Lord Ethalwood tossed the epistle on one side with something like contempt or disgust.
The second letter was a little more serious in tone. In it she was lavish in her praise of Montini, who she said was the kindest and must considerate of husbands, he was so good, so clever—in short, there was no one like him.
She besought her father to write, if only a few lines. She would not and could not believe that he intended to cast her off.
“The infatuated senseless girl!” ejaculated the earl. “I never would have believed she could have so forgotten her position in life. For the life of me I cannot understand it.”
These two communications were followed by imploring letters, in which she told him how hard the world was using them, and what miserable struggles they had passed through.

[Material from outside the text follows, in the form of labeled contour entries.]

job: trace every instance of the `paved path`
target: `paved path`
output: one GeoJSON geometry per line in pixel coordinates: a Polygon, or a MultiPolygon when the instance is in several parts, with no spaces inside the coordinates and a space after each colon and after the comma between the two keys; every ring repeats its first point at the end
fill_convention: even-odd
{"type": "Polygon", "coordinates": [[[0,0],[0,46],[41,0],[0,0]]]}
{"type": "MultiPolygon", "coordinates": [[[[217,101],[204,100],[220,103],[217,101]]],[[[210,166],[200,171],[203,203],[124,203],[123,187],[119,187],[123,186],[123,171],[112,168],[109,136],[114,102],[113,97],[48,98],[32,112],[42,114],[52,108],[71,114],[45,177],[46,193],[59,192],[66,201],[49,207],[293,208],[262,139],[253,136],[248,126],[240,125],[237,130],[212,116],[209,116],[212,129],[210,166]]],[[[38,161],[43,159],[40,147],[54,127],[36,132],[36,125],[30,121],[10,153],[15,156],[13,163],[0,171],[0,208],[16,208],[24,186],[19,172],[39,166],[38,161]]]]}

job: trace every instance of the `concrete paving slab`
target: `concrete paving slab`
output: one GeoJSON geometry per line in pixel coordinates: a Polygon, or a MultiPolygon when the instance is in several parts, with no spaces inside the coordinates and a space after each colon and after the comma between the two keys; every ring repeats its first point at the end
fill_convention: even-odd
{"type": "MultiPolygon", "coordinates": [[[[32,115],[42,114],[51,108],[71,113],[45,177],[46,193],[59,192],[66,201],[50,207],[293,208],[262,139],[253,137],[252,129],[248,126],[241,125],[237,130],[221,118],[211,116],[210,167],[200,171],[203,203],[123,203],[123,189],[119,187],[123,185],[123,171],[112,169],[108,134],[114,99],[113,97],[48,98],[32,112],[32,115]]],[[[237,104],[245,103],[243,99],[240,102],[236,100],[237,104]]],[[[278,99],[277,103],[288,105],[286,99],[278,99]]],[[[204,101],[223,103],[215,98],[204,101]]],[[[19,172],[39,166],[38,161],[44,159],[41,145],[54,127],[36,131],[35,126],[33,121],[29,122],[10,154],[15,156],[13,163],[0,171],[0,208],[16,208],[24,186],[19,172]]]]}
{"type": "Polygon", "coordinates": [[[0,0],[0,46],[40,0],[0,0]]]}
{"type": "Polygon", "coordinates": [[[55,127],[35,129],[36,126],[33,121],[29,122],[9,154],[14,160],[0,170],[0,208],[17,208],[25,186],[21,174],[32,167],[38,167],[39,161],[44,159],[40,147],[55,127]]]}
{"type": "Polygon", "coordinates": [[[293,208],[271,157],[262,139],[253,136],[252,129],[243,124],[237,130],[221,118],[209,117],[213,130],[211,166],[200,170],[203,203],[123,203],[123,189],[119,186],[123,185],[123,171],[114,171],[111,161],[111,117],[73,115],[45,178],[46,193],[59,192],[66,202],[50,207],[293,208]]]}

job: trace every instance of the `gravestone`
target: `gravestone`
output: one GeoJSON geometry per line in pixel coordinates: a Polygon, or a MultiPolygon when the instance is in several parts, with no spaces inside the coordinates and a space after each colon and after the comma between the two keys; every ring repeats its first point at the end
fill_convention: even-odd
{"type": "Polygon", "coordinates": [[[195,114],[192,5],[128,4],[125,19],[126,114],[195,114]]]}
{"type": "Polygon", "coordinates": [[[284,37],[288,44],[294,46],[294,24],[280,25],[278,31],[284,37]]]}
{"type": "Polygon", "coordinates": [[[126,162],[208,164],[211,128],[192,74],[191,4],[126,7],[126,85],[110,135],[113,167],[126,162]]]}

But in this as in all others she spoke in the highest terms of her husband, who she said did his best to maintain a respectable position in the world; this was done for her sake more than his own, “and if,” she said in conclusion, “you only knew him half as well as I do, you would admire and esteem him; nay, more, I believe you would be proud of him.”
“She must have taken leave of her senses,” ejaculated the earl. “The wretched Italian must have bewitched her, the silly, senseless girl. Oh, but all this is hard to bear!”
He remained for some time after this lost in thought.
Presently he opened another epistle.
This announced the birth of a daughter; it was, of course, a fine child, and was, so the writer avowed, “the very image of its mother, and was an Ethalwood,—this everyone would acknowledge upon the first glance, and she will be named after me,” wrote the ill-fated wife. “Some day I hope you will see the little dear, and when you do I hope you will forgive me for your grand-daughter’s sake. She, at any rate, has not done anything to offend you.”